A Brief History of SDSU

SDSU anthropologist Seth Mallios will lecture on the university’s treasures and traditions.
By Coleen L. Geraghty
 

Seth Mallios, San Diego State University’s unofficial historian and author of “Hail Montezuma!: The Hidden Treasures of San Diego State,” will present a lecture on SDSU’s 120-year history at 3:30 p.m. on Thursday, Nov. 9, at the Parma Payne Goodall Alumni Center.

The lecture is free and open to the public as part of SDSU’s 120th anniversary celebration. Established in 1897 as San Diego Normal School, the university has evolved into a top national public university serving the entire San Diego community and beyond.
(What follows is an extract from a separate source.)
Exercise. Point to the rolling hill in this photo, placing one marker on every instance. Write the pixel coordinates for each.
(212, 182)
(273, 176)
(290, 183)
Mallios is a professor of anthropology and director of the South Coastal Information Center at SDSU. An archaeologist, anthropologist and historian, he received his bachelor’s degree from the University of California, Berkeley, and his master’s and doctorate from the University of Virginia.

He served as site supervisor at the 1607 James Fort archaeological site in Jamestown, Virginia, the first permanent English settlement in the Americas, and has published extensively on early colonial intercultural English/Spanish/Virginia Indian relations.

Since moving to San Diego in 2001, Mallios has spearheaded six research projects: the San Diego Gravestone Project; the Lost Murals of San Diego State Project; the Nate Harrison Historical Archaeology Project; the Whaley House Historical Archaeology Project; the San Diego Archaeological Geographic Information System; and the Historical Archaeology of Local Rock 'n' Roll.

He has received more than $1.5 million in research grants and has published nine books, including “Hail Montezuma!”